The restaurants in Cartagena are among our favorites in all of South America. The city has been producing Caribbean Colombian cuisine for four centuries, and it has developed a serious modern dining scene since 2010. This is the proving ground for young Colombian chefs who’ve studied abroad and now want to break into Colombia’s competitive fine dining pantheon.
“Caribbean reality resembles the wildest imagination.” – Gabriel García Márquez
The Tayrona Coast: Where the Jungle Meets the Caribbean
The Tayrona National Park on Colombia’s Caribbean coast is a place where dense tropical forest—with jaguar, howler monkeys, more than three hundred bird species—runs directly to the edge of the Caribbean Sea. The surf breaks on dark grey rocks and white sand. The water is clear and warm, and the backdrop to every swim is the mountain wall of the Sierra Nevada de Santa Marta rising immediately behind the coast.

Access is by foot or by horse from the park entrance — no vehicles inside the reserve. Private yacht day trips can be arranged for beach hopping. The lodges and villas around Tayrona are intimate, ecologically serious, and designed to feel like outposts rather than resorts. This is not a destination couples who require pillow mints. It is a perfect place for those who want the feeling of being somewhere genuine and unforgettable.
“Everything was just so easy and so wonderful. You guys planned literally everything (including making sure our vegetarian needs were met), and it was seamless. We cannot recommend you enough!” – Molly F., LANDED Traveler
When to Go
Colombia’s equatorial location makes it a year-round destination, though regional climates and cultural calendars vary significantly.

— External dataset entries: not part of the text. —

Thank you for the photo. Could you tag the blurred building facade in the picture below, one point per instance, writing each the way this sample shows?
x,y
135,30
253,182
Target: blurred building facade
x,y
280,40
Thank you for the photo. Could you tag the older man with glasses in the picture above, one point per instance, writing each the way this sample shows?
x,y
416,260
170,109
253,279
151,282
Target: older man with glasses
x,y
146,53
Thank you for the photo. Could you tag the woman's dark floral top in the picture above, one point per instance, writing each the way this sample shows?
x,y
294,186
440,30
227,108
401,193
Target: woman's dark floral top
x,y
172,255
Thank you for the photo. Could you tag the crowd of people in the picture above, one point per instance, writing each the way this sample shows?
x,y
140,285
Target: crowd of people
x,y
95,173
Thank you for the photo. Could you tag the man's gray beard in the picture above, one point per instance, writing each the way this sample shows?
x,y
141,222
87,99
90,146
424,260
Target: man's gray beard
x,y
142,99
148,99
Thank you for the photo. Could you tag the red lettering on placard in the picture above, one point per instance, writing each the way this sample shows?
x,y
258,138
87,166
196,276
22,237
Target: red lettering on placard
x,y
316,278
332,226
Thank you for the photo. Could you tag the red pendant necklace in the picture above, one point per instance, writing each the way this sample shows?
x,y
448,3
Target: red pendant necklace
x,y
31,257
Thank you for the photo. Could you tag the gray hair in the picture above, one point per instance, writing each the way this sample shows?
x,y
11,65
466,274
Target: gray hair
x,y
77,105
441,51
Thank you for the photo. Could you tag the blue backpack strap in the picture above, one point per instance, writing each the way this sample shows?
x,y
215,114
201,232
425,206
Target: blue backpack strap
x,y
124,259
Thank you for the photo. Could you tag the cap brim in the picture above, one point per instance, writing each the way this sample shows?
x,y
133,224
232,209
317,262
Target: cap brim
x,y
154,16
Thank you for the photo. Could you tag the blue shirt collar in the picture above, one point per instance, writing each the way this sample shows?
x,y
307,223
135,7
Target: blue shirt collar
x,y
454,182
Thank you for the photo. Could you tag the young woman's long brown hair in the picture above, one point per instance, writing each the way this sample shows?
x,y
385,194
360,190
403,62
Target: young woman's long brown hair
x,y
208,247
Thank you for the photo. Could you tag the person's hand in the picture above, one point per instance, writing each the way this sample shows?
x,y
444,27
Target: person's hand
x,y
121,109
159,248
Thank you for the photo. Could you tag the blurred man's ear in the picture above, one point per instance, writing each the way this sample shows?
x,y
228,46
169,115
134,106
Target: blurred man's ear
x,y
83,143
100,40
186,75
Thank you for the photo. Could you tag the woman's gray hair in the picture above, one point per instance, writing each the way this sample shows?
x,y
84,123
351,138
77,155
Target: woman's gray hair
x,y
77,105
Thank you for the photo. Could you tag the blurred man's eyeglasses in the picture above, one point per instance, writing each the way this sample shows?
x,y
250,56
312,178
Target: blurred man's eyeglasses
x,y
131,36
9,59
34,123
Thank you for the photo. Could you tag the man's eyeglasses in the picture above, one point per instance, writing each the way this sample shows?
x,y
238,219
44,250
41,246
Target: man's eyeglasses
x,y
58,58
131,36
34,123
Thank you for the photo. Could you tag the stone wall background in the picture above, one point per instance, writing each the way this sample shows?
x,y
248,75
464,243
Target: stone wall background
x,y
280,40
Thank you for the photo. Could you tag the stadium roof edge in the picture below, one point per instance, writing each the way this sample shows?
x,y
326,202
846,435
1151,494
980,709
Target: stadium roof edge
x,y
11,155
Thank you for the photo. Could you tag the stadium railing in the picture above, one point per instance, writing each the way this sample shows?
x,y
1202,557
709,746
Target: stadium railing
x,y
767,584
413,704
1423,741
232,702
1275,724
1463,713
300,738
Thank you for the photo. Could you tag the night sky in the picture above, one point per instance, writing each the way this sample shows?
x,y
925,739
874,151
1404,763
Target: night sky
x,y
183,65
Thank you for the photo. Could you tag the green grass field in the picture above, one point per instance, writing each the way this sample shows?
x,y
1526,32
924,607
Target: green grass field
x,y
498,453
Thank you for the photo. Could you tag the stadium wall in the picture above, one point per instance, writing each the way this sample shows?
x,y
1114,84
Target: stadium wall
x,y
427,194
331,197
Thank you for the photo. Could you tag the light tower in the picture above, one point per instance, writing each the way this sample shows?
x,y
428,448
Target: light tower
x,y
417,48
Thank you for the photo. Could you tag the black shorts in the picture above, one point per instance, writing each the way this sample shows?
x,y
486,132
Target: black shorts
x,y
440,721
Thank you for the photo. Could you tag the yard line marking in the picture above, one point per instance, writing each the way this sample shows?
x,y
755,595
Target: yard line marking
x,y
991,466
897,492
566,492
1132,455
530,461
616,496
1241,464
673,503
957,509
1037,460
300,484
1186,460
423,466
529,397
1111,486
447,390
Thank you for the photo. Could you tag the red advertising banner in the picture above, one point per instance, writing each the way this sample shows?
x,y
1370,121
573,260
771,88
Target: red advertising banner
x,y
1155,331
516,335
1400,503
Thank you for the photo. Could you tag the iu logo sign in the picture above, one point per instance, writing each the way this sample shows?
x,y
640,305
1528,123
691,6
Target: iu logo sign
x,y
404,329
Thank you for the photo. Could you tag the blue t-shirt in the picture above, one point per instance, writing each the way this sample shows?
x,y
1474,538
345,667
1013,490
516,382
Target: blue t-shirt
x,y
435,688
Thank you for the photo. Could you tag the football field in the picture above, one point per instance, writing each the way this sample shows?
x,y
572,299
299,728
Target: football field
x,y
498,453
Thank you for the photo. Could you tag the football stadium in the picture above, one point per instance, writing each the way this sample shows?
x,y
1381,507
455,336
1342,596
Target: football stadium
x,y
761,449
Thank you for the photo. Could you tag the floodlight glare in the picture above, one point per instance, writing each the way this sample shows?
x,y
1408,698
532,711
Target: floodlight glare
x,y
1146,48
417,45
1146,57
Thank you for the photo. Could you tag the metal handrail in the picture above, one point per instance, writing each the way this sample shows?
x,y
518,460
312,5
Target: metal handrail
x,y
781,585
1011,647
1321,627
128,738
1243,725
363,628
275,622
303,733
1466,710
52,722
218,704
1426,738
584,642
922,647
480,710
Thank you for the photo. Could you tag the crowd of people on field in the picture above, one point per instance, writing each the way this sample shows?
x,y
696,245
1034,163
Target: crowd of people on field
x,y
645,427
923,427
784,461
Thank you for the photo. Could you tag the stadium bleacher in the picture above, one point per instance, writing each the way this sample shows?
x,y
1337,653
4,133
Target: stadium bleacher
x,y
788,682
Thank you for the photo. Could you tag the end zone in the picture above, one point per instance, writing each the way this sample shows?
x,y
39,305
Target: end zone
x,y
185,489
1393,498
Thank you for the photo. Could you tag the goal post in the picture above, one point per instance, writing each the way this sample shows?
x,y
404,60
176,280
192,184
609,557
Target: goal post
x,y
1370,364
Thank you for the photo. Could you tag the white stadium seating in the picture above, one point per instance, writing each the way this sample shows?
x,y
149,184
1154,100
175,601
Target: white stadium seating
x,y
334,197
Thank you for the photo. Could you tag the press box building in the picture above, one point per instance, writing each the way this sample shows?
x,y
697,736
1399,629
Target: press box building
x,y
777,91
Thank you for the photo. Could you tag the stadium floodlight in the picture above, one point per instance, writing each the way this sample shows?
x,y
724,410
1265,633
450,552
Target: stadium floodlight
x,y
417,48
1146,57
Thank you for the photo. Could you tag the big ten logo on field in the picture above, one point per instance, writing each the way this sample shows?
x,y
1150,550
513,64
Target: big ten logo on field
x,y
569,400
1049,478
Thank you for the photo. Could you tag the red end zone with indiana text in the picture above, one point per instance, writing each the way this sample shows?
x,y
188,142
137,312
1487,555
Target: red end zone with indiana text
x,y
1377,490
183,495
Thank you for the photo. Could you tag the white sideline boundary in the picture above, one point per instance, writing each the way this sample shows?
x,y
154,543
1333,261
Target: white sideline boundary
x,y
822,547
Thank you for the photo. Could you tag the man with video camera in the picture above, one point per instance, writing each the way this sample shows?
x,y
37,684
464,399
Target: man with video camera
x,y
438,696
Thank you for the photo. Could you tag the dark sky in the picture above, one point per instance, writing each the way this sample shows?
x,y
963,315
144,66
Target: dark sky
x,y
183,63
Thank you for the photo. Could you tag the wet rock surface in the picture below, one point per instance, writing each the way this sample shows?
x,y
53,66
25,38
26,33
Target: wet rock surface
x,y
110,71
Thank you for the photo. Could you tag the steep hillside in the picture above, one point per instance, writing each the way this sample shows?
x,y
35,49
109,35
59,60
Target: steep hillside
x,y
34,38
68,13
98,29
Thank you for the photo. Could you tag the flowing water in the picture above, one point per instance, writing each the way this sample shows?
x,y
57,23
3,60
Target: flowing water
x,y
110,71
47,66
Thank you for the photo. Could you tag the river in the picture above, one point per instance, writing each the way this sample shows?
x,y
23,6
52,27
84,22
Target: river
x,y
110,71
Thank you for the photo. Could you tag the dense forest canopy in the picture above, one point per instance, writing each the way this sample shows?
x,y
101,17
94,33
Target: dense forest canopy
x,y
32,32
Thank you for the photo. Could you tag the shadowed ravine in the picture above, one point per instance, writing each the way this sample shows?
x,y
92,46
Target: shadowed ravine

Speaking generally, Colombia has two dry seasons: December through March, and July through August.
- Cartagena is reliably dry is the slightly cooler December to March period, wetter and warmer from May to November. Linen, hats, and afternoon siestas help Cartageneros keep cool; sea breezes don’t penetrate the walled city.
- The coffee region has its own microclimate (you should expect some rain regardless), but the dry months produce the most stable conditions.
- The Tayrona coast is driest from December through April.
- Bogota and Medellin enjoy spring-like temperatures year round, with reliable rainfall every month. June through September have lower precipitation totals.
PRICING NOTE: A LANDED HONEYMOON IN COLOMBIA TYPICALLY RANGES FROM $8,000 TO $20,000 PER PERSON, DEPENDING ON THE COMBINATION OF DESTINATIONS, ACCOMMODATIONS, AND LENGTH OF STAY. LANDED DESIGNS AROUND YOUR PRIORITIES — THE RIGHT JOURNEY FOR THE INVESTMENT OBJECTIVE.
Colombia is so vast (larger than Texas, Montana, and California combined) and varied, one trip won’t cover it all. It’s a country that makes you want to return—to experience more. In the end, that is the highest thing you can say about a place.